Soil acidity, deficiencies in trace elements such as molybdenum and the natural replacement of the more efficient inoculated rhizobia with less efficient native strains means the amount of N fixed, may not be as high as we think.

So what can be done to maximise the amount of sub clover we grow?

Sub clover has an annual lifecycle and to persist it needs to set enough seed each year to produce high numbers of seedlings the following autumn.

Sub clover has three mechanisms to guard against false breaks and ensure persistence – embryo dormancy, temperature dormancy and hard seed.

All sub clover cultivars develop hard seed or an impermeable seed coat to water, but they vary in the rate the hard seed coat breaks down. The rate of breakdown depends on firstly the cultivar and secondly, on the day and night fluctuation in temperature.

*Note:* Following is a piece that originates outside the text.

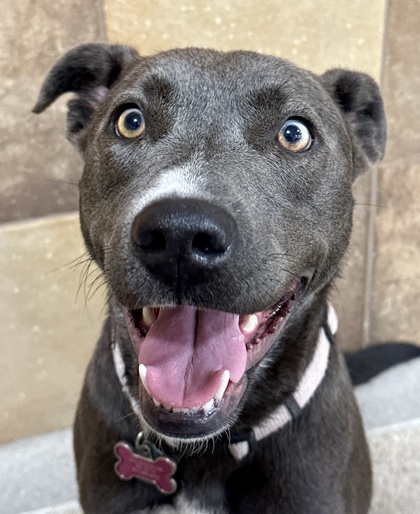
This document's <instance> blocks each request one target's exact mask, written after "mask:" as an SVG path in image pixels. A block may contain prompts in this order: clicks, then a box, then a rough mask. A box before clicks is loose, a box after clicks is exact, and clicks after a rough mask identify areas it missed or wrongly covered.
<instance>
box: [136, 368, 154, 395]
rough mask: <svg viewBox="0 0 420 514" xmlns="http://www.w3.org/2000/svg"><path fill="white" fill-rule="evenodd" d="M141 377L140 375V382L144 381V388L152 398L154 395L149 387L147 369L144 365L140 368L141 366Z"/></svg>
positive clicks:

Excessive trash or dry material left on the soil surface over the summer-autumn period acts as insulation and prevents the seed from being exposed to temperature fluctuations that cause the seed coat to crack.

The greater the fluctuation in temperature, the more rapid the breakdown.

There is an obvious compromise on how much dry materials to leave behind. Too much dry matter insulates the seed, whereas too little, while breaking hard seed, can expose the soil to wind and erosion when it rains.

Recent work conducted by Southern Farming Systems (SFS) showed if there was excessive dry matter over summer only seven sub-clover plants per m2 germinated.

At the ideal level (of approximately 1000 kg/ha), germination was 182 plants per m2. Where all the trash had been removed, essentially overgrazing, the sub clover germination was similar to the ideal.

The difference in germination led to huge difference in clover content of the pasture later in the year.

Strategies for dry matter removal generally involve short rotations of grazing at high stocking density.

If this is not possible across the whole farm, this summer prioritise a couple of paddocks and try getting the trash management right. You’ll probably end up having a good clover year on those paddocks.